The implicit benchmark is a 27-hour clock set in 2023. That year, the US Space Force executed a mission called Victus Nox, in which a call-up satellite was mated to a launch vehicle and placed in orbit in roughly 27 hours from the launch order. Victus Nox was a launch-only demonstration. The satellite had been built, tested, and stored in advance, and the clock started at a pre-loaded, ready-to-launch stack. It did not measure how long it takes to design, build, integrate, and hand over a satellite on orbit.
That gap is what DARPA's new RFI is now trying to close. The request asks industry for technical and timeline information on reconstitution approaches, including swappable or modular satellite architectures, on-orbit servicing, and rapid-replacement launch and logistics. DARPA did not publish a target timeline in the RFI. The absence of a stated clock is itself a story point: the agency is openly asking the market what is achievable, not announcing a goal industry must meet.
The threat backdrop DARPA cites is well documented. China conducted kinetic anti-satellite tests against its own defunct satellites in 2007 and 2022. Russia conducted a similar test in 2021, blasting a retired Soviet-era intelligence satellite into thousands of trackable debris pieces that forced astronauts on the International Space Station to shelter. The Register's reporting also flags US Space Force descriptions of Chinese on-orbit maneuvers as "dogfighting," an escalation the RFI implicitly answers to.
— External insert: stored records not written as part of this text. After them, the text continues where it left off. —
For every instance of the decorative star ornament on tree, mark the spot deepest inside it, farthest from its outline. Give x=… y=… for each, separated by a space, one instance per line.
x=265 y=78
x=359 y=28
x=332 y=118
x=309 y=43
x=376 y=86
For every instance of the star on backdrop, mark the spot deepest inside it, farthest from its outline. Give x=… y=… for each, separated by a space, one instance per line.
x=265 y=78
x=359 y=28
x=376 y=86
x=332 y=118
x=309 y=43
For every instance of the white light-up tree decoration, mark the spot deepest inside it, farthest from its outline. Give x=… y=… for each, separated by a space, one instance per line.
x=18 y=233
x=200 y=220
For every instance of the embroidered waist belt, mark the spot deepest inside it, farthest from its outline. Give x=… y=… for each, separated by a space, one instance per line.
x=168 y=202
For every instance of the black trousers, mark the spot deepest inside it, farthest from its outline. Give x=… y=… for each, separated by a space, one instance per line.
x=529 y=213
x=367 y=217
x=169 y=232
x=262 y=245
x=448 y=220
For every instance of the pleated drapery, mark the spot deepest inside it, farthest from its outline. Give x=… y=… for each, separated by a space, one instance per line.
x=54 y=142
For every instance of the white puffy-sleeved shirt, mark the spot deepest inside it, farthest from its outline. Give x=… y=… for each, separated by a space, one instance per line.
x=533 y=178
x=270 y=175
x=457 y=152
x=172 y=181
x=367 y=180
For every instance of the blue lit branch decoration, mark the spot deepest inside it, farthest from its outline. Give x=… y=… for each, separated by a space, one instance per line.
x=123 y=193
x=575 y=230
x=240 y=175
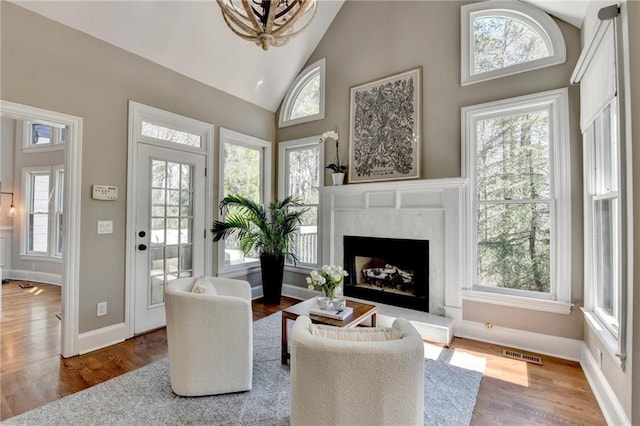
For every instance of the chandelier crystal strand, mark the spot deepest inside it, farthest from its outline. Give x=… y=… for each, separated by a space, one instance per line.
x=267 y=23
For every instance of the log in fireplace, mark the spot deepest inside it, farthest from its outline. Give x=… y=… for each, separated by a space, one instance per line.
x=388 y=270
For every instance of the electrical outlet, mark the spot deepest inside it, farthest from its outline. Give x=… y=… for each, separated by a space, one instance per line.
x=101 y=309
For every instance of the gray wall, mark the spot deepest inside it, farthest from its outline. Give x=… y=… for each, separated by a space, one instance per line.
x=51 y=66
x=370 y=39
x=633 y=8
x=7 y=138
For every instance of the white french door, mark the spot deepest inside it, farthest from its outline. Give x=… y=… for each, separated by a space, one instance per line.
x=170 y=219
x=168 y=192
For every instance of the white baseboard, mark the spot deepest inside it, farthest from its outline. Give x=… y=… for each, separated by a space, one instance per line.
x=256 y=292
x=102 y=337
x=36 y=276
x=288 y=290
x=559 y=347
x=611 y=408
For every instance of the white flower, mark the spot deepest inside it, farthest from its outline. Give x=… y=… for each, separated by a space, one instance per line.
x=329 y=135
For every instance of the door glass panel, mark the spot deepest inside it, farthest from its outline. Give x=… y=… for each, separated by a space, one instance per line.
x=171 y=225
x=170 y=135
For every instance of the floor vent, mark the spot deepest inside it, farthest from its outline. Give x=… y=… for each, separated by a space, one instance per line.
x=524 y=357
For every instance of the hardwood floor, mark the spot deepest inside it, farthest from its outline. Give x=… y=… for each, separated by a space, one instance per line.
x=32 y=372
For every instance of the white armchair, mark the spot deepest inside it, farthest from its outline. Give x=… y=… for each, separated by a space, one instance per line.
x=210 y=337
x=356 y=376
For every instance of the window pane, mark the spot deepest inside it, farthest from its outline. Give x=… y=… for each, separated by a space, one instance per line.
x=38 y=233
x=304 y=174
x=306 y=237
x=41 y=134
x=307 y=102
x=500 y=42
x=242 y=176
x=513 y=157
x=606 y=154
x=514 y=246
x=242 y=171
x=40 y=193
x=604 y=220
x=171 y=135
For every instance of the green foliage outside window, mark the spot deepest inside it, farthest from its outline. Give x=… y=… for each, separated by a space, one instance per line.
x=513 y=202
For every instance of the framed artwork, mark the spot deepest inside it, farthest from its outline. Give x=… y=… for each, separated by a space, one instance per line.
x=384 y=128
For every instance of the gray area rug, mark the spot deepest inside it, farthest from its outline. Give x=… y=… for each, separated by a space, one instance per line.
x=144 y=396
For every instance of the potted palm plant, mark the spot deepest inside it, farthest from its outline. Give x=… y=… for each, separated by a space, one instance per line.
x=269 y=231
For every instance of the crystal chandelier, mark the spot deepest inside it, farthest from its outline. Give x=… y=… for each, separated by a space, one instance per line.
x=267 y=22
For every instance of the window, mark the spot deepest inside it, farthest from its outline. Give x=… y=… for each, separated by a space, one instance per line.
x=170 y=135
x=304 y=100
x=38 y=134
x=245 y=170
x=299 y=174
x=517 y=161
x=501 y=38
x=43 y=211
x=607 y=205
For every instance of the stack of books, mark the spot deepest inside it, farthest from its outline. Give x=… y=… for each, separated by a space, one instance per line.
x=332 y=313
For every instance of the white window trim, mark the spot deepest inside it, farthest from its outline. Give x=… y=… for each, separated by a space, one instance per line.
x=556 y=101
x=301 y=80
x=56 y=207
x=51 y=255
x=539 y=21
x=27 y=147
x=237 y=138
x=283 y=180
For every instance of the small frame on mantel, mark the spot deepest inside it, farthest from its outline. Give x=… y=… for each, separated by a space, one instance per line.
x=384 y=128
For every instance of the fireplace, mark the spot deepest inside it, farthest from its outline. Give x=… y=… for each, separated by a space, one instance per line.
x=388 y=270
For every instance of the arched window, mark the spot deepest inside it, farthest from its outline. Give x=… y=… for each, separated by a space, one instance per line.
x=304 y=100
x=503 y=38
The Register's headline played this as "future star wars." The procurement story underneath is more concrete. DARPA explicitly does not know whether the United States itself fields space weapons. The Register asked the agency, and DARPA declined to answer. A genuine rapid-reconstitution capability does not require a parallel weapons program, but it does require satellite manufacturing lines, integration facilities, ground stations, and on-orbit servicing vehicles that can move faster than they currently do. The RFI is a request for information about whether that pipeline exists, can be built, or can be rented from commercial operators.
RFIs typically feed into a Broad Agency Announcement, a program of record, or a demonstration. This RFI does none of those things yet, and industry answers to RFIs are routinely optimistic, so any quoted timeline should be read as a vendor pitch rather than a contract. The follow-on question worth watching is whether DARPA publishes a target clock in the next solicitation, and whether the agency partners with the Space Force's existing rapid-launch work, the Space Development Agency's tranche-based constellation procurement, or commercial on-orbit servicing providers.